Deshalb sind Zinsen direkt abhängig vom Wirtschaftswachstum. Die Zentralbank bestimmt nur, wieviel Geld es für eine kurzfristige und quasi risikolose Anlage gibt. Die Entscheidung über diesen Zins wird aber Folgen für den Rest der Wirtschaft haben. Wenn die Zentralbank einen risikolosen Zins von 2 Prozent sicherstellt, dann werden Investoren ihr Geld dort parken und nicht in produktive Kredite an Unternehmen stecken – es sei denn, die erwarteten Renditen liegen höher als 2 Prozent. Und dann ist da ja noch das unternehmerische Risiko: je nach Geschäftsmodell müssen Unternehmer in diesem Beispiel schon mehr als 4 oder 5 Prozent Rendite erzielen, um überhaupt Investoren zu finden.

Solche Renditen sind heute in Europa aber die absolute Ausnahme. Das aktuelle Wirtschaftswachstum von nur 0,5% zeigt, dass die durchschnittlichen Renditen eben auch auf diesem Niveau liegen. Der Nullzins der EZB ist keine Enteignungspolitik, sondern eine dringend notwendige Maßnahme, damit überhaupt noch Kredite in den Wirtschaftskreislauf fließen.

Dass diese Logik in Deutschland weniger präsent ist, liegt daran, dass unsere Konjunktur besser läuft, als die im Rest Europas. Gäbe es einen Zinssatz nur für Deutschland, dann würde dieser heute wahrscheinlich bei 2 oder 3 Prozent liegen. Dadurch würde unser Wachstum aber auch wieder gedrosselt: Deutschland profitiert überproportional von den Niedrigzinsen der EZB. Die exzellente Lage auf dem Arbeitsmarkt und die hohen Steuereinnahmen sprechen eine klare Sprache. Der gute Zustand unseres Staatshaushalts ist eine direkte Folge der Niedrigzinspolitik. Dafür entsteht in Deutschland dringend notwendiger Investitionsspielraum.
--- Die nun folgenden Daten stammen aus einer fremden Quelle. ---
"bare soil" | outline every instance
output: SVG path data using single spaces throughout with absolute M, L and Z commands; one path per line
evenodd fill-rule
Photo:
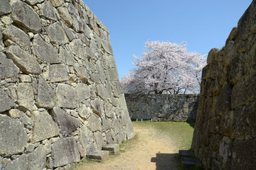
M 171 137 L 153 127 L 134 125 L 138 138 L 129 148 L 103 163 L 86 164 L 79 170 L 170 170 L 180 169 L 178 148 Z

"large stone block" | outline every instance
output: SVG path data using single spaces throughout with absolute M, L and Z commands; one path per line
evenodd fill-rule
M 251 72 L 245 74 L 234 86 L 231 96 L 232 108 L 236 108 L 244 104 L 256 96 L 255 76 L 256 72 L 252 69 Z
M 56 91 L 56 106 L 74 108 L 77 107 L 77 95 L 71 86 L 60 84 Z
M 64 137 L 70 135 L 81 124 L 79 119 L 68 115 L 60 108 L 53 108 L 50 111 L 50 115 L 58 123 L 60 133 Z
M 94 133 L 93 136 L 94 136 L 94 139 L 95 140 L 97 149 L 99 150 L 101 150 L 102 147 L 103 146 L 103 142 L 104 142 L 103 136 L 102 136 L 102 133 L 100 132 L 97 131 Z
M 78 84 L 75 87 L 75 91 L 78 95 L 78 101 L 79 103 L 90 98 L 90 89 L 89 86 L 87 84 Z
M 113 130 L 114 132 L 114 135 L 117 135 L 121 131 L 121 125 L 118 119 L 114 119 L 113 121 Z
M 4 40 L 7 39 L 15 42 L 25 50 L 30 51 L 30 38 L 21 29 L 14 26 L 9 26 L 3 31 Z
M 6 170 L 41 170 L 45 167 L 46 154 L 43 147 L 40 146 L 29 154 L 22 154 L 20 157 L 9 162 Z
M 91 115 L 88 119 L 88 128 L 92 132 L 95 132 L 100 130 L 101 123 L 99 118 L 95 115 Z
M 103 49 L 110 55 L 113 55 L 113 49 L 110 42 L 101 39 L 100 43 Z
M 0 1 L 0 16 L 11 12 L 11 7 L 8 0 L 1 0 Z
M 0 114 L 0 155 L 10 156 L 23 152 L 27 135 L 21 121 Z
M 33 54 L 38 57 L 41 62 L 50 64 L 60 62 L 58 57 L 57 50 L 47 44 L 38 34 L 34 35 L 32 50 Z
M 107 74 L 110 81 L 118 81 L 119 75 L 117 68 L 110 68 L 107 69 Z
M 73 66 L 76 63 L 74 56 L 63 47 L 60 47 L 59 57 L 60 60 L 67 65 Z
M 85 151 L 89 146 L 89 144 L 92 142 L 92 136 L 93 134 L 92 132 L 90 132 L 85 125 L 82 126 L 80 129 L 78 130 L 79 142 L 85 152 L 85 154 L 82 155 L 83 157 L 85 156 Z
M 8 96 L 4 89 L 0 89 L 0 113 L 14 107 L 14 101 Z
M 36 105 L 38 107 L 52 108 L 55 104 L 55 90 L 42 76 L 39 76 Z
M 97 94 L 100 98 L 102 98 L 105 101 L 110 99 L 110 96 L 107 91 L 107 89 L 102 84 L 97 85 L 96 86 L 96 89 L 97 89 Z
M 54 167 L 80 161 L 78 146 L 75 139 L 72 137 L 60 139 L 53 143 L 52 150 Z
M 49 35 L 50 42 L 55 44 L 66 44 L 68 42 L 68 38 L 61 26 L 55 23 L 50 25 L 46 31 Z
M 40 11 L 40 16 L 44 16 L 46 18 L 56 21 L 57 16 L 55 14 L 56 10 L 53 8 L 50 1 L 47 1 L 43 6 Z
M 18 45 L 11 45 L 6 48 L 6 51 L 7 57 L 11 59 L 23 73 L 33 74 L 41 73 L 36 58 Z
M 34 121 L 33 141 L 39 142 L 57 136 L 60 134 L 58 125 L 46 111 L 33 111 L 32 120 Z
M 118 106 L 121 110 L 124 109 L 127 106 L 124 94 L 120 95 L 120 97 L 118 99 Z
M 84 84 L 86 84 L 90 77 L 88 71 L 86 69 L 86 68 L 84 67 L 75 67 L 74 69 L 79 79 Z
M 44 1 L 45 0 L 26 0 L 25 1 L 28 3 L 30 5 L 35 5 L 38 3 L 41 3 Z
M 219 115 L 223 115 L 225 111 L 231 108 L 231 93 L 232 89 L 226 83 L 223 85 L 220 95 L 217 96 L 217 104 L 215 111 Z M 210 107 L 210 106 L 209 106 Z
M 40 18 L 30 6 L 18 1 L 14 3 L 11 7 L 13 9 L 11 18 L 14 23 L 33 33 L 36 33 L 40 31 L 41 29 Z
M 91 106 L 92 108 L 93 113 L 95 113 L 98 116 L 101 117 L 103 113 L 103 103 L 100 98 L 96 98 L 91 101 Z
M 255 140 L 236 140 L 232 152 L 232 169 L 253 169 L 256 166 Z
M 49 66 L 48 79 L 50 82 L 68 81 L 68 68 L 63 64 L 52 64 Z
M 109 102 L 107 102 L 104 105 L 104 108 L 105 111 L 105 115 L 107 118 L 112 118 L 114 117 L 114 108 L 112 104 Z
M 18 103 L 21 109 L 33 110 L 34 95 L 33 86 L 29 83 L 19 83 L 17 87 Z
M 69 48 L 73 55 L 79 58 L 85 59 L 86 57 L 86 52 L 83 43 L 80 39 L 75 39 L 69 44 Z
M 68 8 L 60 6 L 58 8 L 58 11 L 60 17 L 65 21 L 65 23 L 70 27 L 72 26 L 72 18 L 68 13 Z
Im Rest Europas ist die Lage schlechter. In Spanien sind zwei Drittel der jungen Frauen arbeitslos. Dort werden elementare Lebenschancen bedroht, wenn die Wirtschaft nicht wieder zu wachsen beginnt. Die spanische Regierung kann nur wenig tun. Im Gegenteil: Sie muss sparen, das verlangt gerade Deutschland zu Recht von ihr, und nimmt deshalb zusätzliche Dynamik aus dem Wirtschaftskreislauf. Denn eine sparende Regierung wird weniger investieren, weniger Personen beschäftigen und damit die Nachfrage drosseln. Kämen jetzt noch hohe Zinsen im Euroraum dazu, dann wäre ein Zusammenbruch der spanischen Konjunktur die Folge.
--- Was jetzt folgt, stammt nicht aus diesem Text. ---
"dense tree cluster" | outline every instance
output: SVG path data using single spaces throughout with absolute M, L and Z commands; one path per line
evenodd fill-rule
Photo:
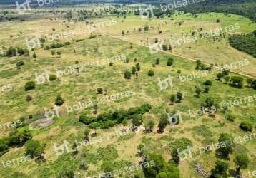
M 109 111 L 97 115 L 97 117 L 88 117 L 86 113 L 82 113 L 79 122 L 94 129 L 101 127 L 103 129 L 109 128 L 116 124 L 122 123 L 124 120 L 132 119 L 134 125 L 139 125 L 142 123 L 141 116 L 149 112 L 151 109 L 149 104 L 144 104 L 125 110 L 123 109 Z
M 206 0 L 189 6 L 183 6 L 179 10 L 192 14 L 205 12 L 235 14 L 256 21 L 255 9 L 255 2 L 250 0 Z
M 250 34 L 235 34 L 230 36 L 230 44 L 235 48 L 256 58 L 256 30 Z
Was auch für Deutschland gilt, ist das Deflationsrisiko. Die EZB versucht durch ihre Politik nicht nur das Wirtschaftswachstum in den Krisenländern wieder zu beleben, sondern auch die Inflation wieder zurück zum Zielwert von 2% zu führen. Das japanische Beispiel erklärt, warum das so wichtig ist: Dort befindet sich die Wirtschaft seit rund 20 Jahren in Deflation oder Null-Inflation und Stagnation. Die Staatsschulden sind dementsprechend auf horrende Werte von über 200 Prozent des Bruttoinlandsprodukts angestiegen. Und die Zentralbank ist machtlos. Sie pumpt weiter Geld in den Wirtschaftskreislauf, aber ohne wirklichen Erfolg.
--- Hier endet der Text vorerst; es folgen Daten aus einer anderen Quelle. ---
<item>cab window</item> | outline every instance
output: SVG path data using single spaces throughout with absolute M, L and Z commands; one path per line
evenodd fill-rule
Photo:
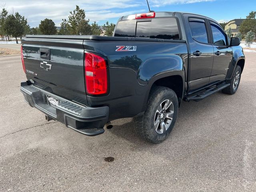
M 212 32 L 213 44 L 214 45 L 227 45 L 225 32 L 215 23 L 210 22 L 210 24 Z
M 189 26 L 192 37 L 200 43 L 208 43 L 208 36 L 204 20 L 201 19 L 190 18 Z

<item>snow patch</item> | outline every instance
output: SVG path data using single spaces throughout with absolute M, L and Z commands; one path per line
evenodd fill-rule
M 19 44 L 20 44 L 21 43 L 20 41 L 18 41 L 18 42 Z M 0 44 L 16 44 L 16 41 L 0 41 Z
M 255 50 L 251 50 L 250 49 L 244 49 L 244 52 L 250 52 L 251 53 L 256 53 Z

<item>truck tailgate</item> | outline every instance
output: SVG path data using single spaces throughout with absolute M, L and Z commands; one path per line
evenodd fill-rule
M 28 80 L 48 92 L 86 105 L 82 39 L 24 38 Z

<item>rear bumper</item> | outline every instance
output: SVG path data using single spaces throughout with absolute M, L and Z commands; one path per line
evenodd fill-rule
M 108 106 L 94 108 L 80 105 L 33 85 L 28 85 L 26 82 L 21 83 L 20 91 L 31 107 L 68 128 L 88 136 L 104 132 L 103 128 L 108 120 Z M 47 95 L 59 100 L 56 108 L 48 104 Z

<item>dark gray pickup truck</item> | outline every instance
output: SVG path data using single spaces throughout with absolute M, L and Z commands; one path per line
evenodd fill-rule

Für Europa geht es darum, gerade dieses japanische Szenario im Keim zu ersticken. Wer bei einer gefährlichen Krankheit zu lange mit dem Antibiotikum wartet, läuft Gefahr, die Krankheit nicht mehr aufhalten zu können. Natürlich kann niemand garantieren, dass die EZB-Politik erfolgreich sein wird. Die gestrige Entscheidung ist angesichts der Bedrohungen aber eher eine homöopathische Therapie, als das notwendige Antibiotikum. Viel weitreichendere Maßnahmen wie direkte Anleiheankäufe wären der bessere Ansatz, damit der Konjunkturmotor im gesamten Euroraum endlich wieder anspringt. Die Nebenwirkungen solcher Maßnahmen sind nicht zu leugnen: Viel Geld fließt direkt in die Aktienmärkte und in Immobilien. Gleichzeitig sind die Nullzinsen für die deutschen Sparer sind ein echtes Übel. Aber alles in Allem sind sie sind das eindeutig kleinere Übel, verglichen mit den Risiken einer Deflation in Europa.